There are many theories and speculations on the functionality of this union between the nucleus and the flagellar apparatus given by rhizoplasts, including:

- Anchoring for the flagella. The rhizoplasts are firmly attached to the flagellar apparatus; if a cell bursts, both structures remain together as a unit. For this reason, they are thought to have a role in the positioning of the basal bodies.
- Formation and positioning of the mitotic spindle. During mitosis (specifically prophase) in cells of Ochromonas and Poteriochromonas, the rhizoplast replicates and migrates attached to one of the two pairs of flagella. The opposite end of the two rhizoplasts attaches to the centrosome at each pole of the cell and begins forming the spindle. This ensures that the flagella are equally distributed among daughter cells.
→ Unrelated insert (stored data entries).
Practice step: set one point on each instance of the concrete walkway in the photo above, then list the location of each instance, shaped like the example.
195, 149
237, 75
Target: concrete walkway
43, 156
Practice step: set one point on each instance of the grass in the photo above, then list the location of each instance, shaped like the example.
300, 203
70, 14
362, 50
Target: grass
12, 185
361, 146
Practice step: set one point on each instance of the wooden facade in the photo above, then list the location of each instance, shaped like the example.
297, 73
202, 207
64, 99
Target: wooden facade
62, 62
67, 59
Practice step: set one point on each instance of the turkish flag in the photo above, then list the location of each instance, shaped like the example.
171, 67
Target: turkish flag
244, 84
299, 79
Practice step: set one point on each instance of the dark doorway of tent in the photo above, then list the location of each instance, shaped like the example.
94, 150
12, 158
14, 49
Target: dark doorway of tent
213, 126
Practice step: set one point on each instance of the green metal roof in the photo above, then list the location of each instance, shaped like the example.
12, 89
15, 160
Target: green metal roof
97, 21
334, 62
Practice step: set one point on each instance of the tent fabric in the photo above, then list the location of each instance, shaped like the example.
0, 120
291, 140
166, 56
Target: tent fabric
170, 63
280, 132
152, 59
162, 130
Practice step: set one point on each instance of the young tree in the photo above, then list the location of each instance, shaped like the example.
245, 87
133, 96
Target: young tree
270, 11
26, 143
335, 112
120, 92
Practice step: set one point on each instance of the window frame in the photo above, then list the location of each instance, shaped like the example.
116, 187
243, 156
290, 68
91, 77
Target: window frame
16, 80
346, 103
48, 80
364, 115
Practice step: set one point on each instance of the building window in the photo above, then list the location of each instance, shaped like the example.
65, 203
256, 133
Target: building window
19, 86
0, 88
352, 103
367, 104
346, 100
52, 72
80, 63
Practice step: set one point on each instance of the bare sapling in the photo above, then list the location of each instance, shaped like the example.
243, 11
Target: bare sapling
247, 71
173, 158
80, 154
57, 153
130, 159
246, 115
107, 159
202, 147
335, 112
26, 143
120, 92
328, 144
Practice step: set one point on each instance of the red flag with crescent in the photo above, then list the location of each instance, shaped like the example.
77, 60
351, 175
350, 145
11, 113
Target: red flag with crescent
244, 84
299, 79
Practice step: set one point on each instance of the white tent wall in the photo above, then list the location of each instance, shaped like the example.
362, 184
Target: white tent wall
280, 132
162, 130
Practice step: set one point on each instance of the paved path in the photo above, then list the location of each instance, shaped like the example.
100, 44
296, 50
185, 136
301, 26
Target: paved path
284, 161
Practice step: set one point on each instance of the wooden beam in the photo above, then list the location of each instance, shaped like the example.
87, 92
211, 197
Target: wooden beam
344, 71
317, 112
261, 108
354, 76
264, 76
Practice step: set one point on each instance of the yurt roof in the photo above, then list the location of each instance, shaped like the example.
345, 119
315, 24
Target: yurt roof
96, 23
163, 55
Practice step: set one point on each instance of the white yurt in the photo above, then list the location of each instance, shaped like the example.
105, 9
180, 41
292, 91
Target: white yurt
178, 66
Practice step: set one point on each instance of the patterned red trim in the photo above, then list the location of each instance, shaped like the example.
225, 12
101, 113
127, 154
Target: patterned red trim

- Transmission of intracellular stimuli. The flagella are used in some cells as sensory transducers for rapid responses, including cellular responses upon contact between two chlorophyte gametes. It is speculated that the rhizoplast serves some role in the fertilization process, but its participation is still poorly understood. An association between a flagellar root and the eyespot apparatus in both chlorophytes and ochrophytes has also been suggested, but only the superficial or microtubular root seems to participate.